In a speech at Trainline headquarters on Thursday, Louise Haigh said “today’s broken model simply doesn’t work”, with train cancellations at a record high and fares having risen almost twice as fast as wages since 2010.
Jody Ford, the chief executive of the travel company, echoed Haigh’s words, saying rail had “significant power and potential” to drive economic growth into all parts of the country’s communities.
Haigh said: “Our railways are critical to making our country a better, wealthier and happier place. We can only achieve our five national missions if we unlock the trapped potential of our railways to boost growth, and opportunity and to connect all of us with each other, with work and with pleasure.”
Haigh said a Labour government would establish Great British Railways, which she described as a “single directing mind to control our railways in the passenger interest”. She joked she was not allowed to call the nationalised railway “Rail Britannia” and would not rule out an endorsement of her plan from the Conservative former transport secretary Grant Shapps.
Asked why Labour could not guarantee cheaper and more affordable train tickets under their plans, Haigh said it was Labour’s “ambition” to make fares cheaper but “simplification is our first priority” via the party’s best fare guarantee scheme.
Keir Starmer vowed to bring an end to the “Tory boom and bust” cycle for the rail industry, after visiting Hitachi’s rail manufacturing plant in Newton Aycliffe, County Durham, where 700 jobs are at risk, and a further 1,400 jobs at risk across its supply chain.
The rail minister, Huw Merriman, has been accused of dismissing the job losses as “natural peaks and troughs”. Starmer said: “The workforce here at Hitachi is staring down the barrel of job losses. This was not inevitable.”

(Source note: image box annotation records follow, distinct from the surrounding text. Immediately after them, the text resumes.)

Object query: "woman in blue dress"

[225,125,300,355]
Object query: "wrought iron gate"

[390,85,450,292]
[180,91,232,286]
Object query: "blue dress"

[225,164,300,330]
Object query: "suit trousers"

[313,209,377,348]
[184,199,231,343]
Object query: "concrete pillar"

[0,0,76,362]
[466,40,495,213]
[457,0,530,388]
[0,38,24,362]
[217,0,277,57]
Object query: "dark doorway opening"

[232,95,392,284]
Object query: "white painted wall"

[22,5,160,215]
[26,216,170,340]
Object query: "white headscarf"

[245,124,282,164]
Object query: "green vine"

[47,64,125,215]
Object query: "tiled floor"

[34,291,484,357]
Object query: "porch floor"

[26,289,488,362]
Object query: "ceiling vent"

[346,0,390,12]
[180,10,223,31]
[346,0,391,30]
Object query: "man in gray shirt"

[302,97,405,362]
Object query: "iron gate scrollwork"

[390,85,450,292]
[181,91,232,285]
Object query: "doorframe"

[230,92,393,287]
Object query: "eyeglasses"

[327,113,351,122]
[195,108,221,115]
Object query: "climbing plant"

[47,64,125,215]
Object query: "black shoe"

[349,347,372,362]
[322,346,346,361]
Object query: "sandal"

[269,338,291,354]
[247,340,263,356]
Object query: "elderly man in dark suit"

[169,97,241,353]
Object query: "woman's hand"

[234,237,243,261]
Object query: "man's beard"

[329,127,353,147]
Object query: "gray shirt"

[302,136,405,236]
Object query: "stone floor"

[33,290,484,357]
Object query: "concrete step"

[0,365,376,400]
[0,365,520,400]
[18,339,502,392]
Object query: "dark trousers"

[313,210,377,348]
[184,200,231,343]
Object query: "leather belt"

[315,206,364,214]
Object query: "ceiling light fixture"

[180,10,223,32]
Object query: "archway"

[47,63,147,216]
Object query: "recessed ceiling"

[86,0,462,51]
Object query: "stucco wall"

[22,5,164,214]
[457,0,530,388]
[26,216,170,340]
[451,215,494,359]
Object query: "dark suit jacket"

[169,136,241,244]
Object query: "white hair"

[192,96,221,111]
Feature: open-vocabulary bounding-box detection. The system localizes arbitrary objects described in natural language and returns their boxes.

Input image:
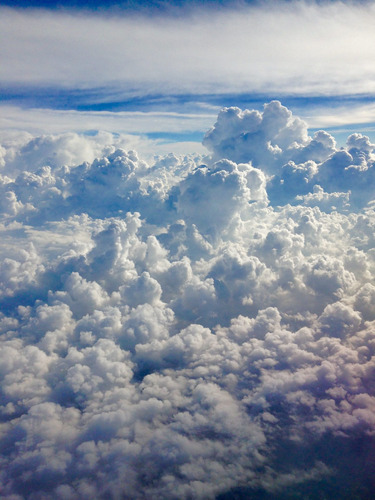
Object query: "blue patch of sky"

[0,85,375,112]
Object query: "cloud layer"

[0,2,375,95]
[0,101,375,500]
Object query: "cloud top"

[0,101,375,500]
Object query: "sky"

[0,0,375,154]
[0,0,375,500]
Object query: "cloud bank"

[0,2,375,96]
[0,101,375,500]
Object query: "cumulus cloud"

[0,101,375,500]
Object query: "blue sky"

[0,0,375,153]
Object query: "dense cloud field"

[0,101,375,500]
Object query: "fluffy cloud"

[0,102,375,500]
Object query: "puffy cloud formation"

[0,102,375,500]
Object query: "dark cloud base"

[0,101,375,500]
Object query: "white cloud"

[1,2,375,94]
[0,99,375,500]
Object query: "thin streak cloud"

[0,2,375,94]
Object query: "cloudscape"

[0,2,375,500]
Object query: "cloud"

[0,101,375,500]
[1,2,374,95]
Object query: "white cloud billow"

[0,101,375,500]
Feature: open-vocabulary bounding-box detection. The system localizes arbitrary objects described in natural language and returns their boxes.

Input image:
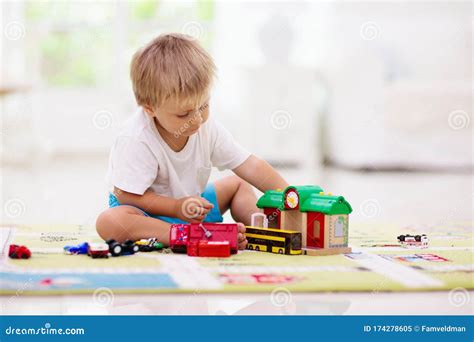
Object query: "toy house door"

[306,213,324,248]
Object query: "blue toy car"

[64,242,89,254]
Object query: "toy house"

[257,185,352,255]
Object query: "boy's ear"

[142,105,155,116]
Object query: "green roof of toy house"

[257,185,352,215]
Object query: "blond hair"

[130,33,216,108]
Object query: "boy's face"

[144,99,209,138]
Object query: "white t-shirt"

[107,108,250,198]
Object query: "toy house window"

[334,220,344,237]
[313,221,321,239]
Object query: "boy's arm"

[232,155,289,192]
[114,187,213,222]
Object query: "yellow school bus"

[245,226,301,255]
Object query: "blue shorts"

[109,184,224,223]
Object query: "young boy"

[96,34,288,249]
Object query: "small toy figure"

[106,239,139,256]
[397,234,429,248]
[64,242,89,254]
[87,243,109,259]
[135,238,164,252]
[8,245,31,259]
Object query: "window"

[5,0,214,87]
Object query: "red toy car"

[8,245,31,259]
[170,223,238,255]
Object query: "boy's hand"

[237,222,247,249]
[174,196,214,223]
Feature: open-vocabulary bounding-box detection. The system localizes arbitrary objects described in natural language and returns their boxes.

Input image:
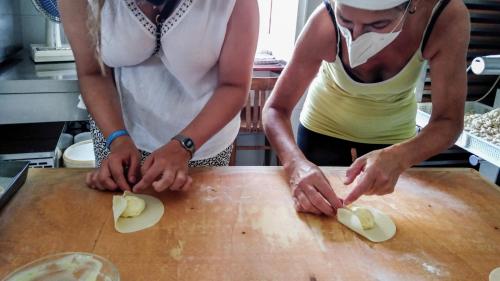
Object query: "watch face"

[147,0,165,6]
[184,139,194,149]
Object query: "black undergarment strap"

[153,0,184,55]
[323,0,341,56]
[421,0,450,52]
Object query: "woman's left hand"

[133,140,192,192]
[344,147,408,205]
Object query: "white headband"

[332,0,408,11]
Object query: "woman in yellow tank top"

[264,0,470,215]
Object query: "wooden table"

[0,167,500,281]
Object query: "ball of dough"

[120,195,146,218]
[351,207,375,230]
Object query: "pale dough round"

[120,195,146,218]
[351,206,375,230]
[337,206,396,243]
[113,191,164,233]
[490,267,500,281]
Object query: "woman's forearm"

[79,73,125,137]
[263,106,304,169]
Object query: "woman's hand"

[344,147,408,205]
[134,140,193,192]
[286,159,343,216]
[86,136,140,191]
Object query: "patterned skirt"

[89,116,233,167]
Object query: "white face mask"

[337,4,410,68]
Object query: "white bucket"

[63,140,95,168]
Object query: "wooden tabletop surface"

[0,167,500,281]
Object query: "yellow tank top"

[300,0,449,144]
[300,49,424,144]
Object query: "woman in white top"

[59,0,258,192]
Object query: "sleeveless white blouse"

[97,0,240,160]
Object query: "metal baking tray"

[0,161,30,209]
[417,102,500,167]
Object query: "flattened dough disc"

[490,267,500,281]
[337,207,396,243]
[113,192,164,233]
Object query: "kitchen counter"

[0,167,500,281]
[0,53,88,124]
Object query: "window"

[257,0,299,60]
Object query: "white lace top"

[94,0,240,160]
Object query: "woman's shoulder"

[424,0,470,58]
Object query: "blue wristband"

[106,130,128,149]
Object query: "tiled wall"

[0,0,22,59]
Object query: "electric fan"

[31,0,75,63]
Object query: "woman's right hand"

[86,136,140,191]
[285,159,343,216]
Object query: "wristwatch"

[172,135,196,158]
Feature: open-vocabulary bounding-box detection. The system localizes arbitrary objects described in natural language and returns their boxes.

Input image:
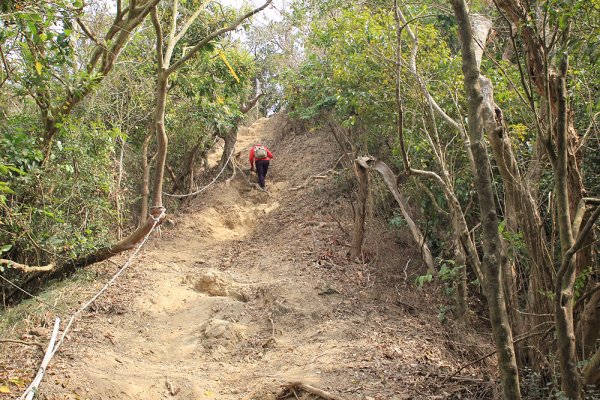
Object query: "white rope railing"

[163,147,235,199]
[19,207,166,400]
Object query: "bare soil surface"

[0,116,495,400]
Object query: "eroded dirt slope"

[18,116,494,400]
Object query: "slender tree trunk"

[219,125,239,171]
[356,157,437,275]
[350,162,369,260]
[151,69,169,209]
[115,138,125,240]
[451,0,521,400]
[138,134,152,227]
[454,238,469,323]
[583,349,600,387]
[554,55,581,399]
[580,283,600,358]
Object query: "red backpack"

[254,144,267,160]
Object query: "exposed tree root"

[277,382,344,400]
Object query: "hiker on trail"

[250,143,273,189]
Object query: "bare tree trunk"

[583,349,600,387]
[138,134,152,227]
[451,0,521,400]
[350,162,369,259]
[454,238,469,323]
[115,138,125,240]
[151,69,169,213]
[580,283,600,358]
[219,93,264,170]
[554,55,581,399]
[356,157,437,275]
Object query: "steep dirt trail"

[37,117,478,400]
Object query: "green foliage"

[0,114,115,265]
[415,274,433,287]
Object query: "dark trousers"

[254,160,269,189]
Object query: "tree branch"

[167,0,273,74]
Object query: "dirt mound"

[1,116,490,400]
[194,270,250,301]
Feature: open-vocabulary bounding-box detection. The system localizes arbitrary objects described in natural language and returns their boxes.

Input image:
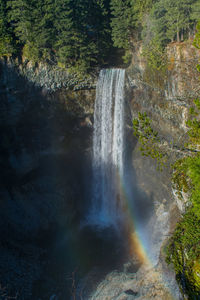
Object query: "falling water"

[89,69,125,227]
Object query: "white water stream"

[88,69,125,227]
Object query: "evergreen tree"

[0,0,15,56]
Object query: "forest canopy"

[0,0,200,72]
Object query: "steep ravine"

[92,42,200,300]
[0,63,95,300]
[0,43,200,300]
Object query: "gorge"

[0,22,199,300]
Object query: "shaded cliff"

[89,42,200,300]
[0,63,95,300]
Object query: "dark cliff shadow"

[0,64,94,300]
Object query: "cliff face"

[92,42,200,300]
[0,63,95,300]
[0,43,200,300]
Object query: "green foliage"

[3,0,112,73]
[142,37,167,71]
[133,113,167,170]
[166,208,200,299]
[166,25,200,299]
[0,0,15,57]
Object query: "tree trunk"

[176,31,180,43]
[181,30,184,41]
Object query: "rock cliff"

[92,41,200,300]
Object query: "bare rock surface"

[89,264,182,300]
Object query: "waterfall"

[88,69,125,227]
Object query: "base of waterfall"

[87,264,183,300]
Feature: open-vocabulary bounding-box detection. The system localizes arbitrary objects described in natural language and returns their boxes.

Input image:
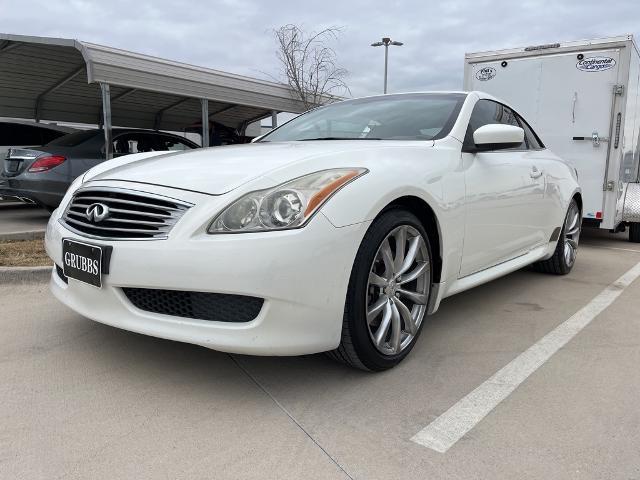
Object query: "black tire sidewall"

[345,209,433,371]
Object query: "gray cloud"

[0,0,640,96]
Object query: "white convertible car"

[46,92,582,370]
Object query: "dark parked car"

[0,128,199,211]
[0,119,77,201]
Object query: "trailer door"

[534,49,619,220]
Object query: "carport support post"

[100,83,113,160]
[200,98,209,148]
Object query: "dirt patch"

[0,240,52,267]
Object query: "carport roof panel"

[0,33,305,119]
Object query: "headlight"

[207,168,368,233]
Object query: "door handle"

[529,167,543,179]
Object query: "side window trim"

[462,98,545,153]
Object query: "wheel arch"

[571,191,583,215]
[378,195,442,283]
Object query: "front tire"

[533,198,582,275]
[329,209,432,371]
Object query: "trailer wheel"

[629,223,640,243]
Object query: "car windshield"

[260,93,466,142]
[47,130,102,147]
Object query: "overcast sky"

[0,0,640,96]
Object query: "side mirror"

[473,124,524,152]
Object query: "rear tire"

[533,198,582,275]
[327,209,433,371]
[629,222,640,243]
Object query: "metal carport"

[0,33,304,158]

“After 14 years of chaos and uncertainty, [this Tory government] has left our rail manufacturing sector teetering on the brink,” he added.
Haigh accepted that the plan would take time, as the final private operator contract with a core term was not due to expire until 2029. “We’d expect all contracts to be brought under Great British Railways by that time,” she told BBC Radio 4’s Today programme. “It will take time; there’s no overnight fixes to a very complex system. We’re not starry eyed about this.”
But a Labour government would immediately be able to create a “shadow Great British Railways [organisation] to fire the starting gun on reform” and ensure the party did not lose time or momentum. It would bring together key players including Network Rail and the Rail Delivery Group, before primary legislation was passed to formally establish GBR as an arm’s length body.
“The Conservative party has achieved the worst of all worlds for our railways, partially privatised, overly centralised, expensive, but unreliable, confusing and shamefully unaccountable,” Haigh said.
She quoted Shapps, who once said: “Unlike most privatisations, that of the railways has never become publicly accepted, because its failings have remained all too obvious … The fragmentation of the network has made it more confusing for passengers, and more difficult and expensive to perform the essentially collaborative task of running trains on time.”
Haigh also vowed to see the “workforce as an asset rather than a liability” but she refused to commit to a pay increase because she had “not seen the books” and “wouldn’t do that in an unfunded way”. But she vowed to meet the unions on day one in order to solve the strikes that she said were costing £25m a day.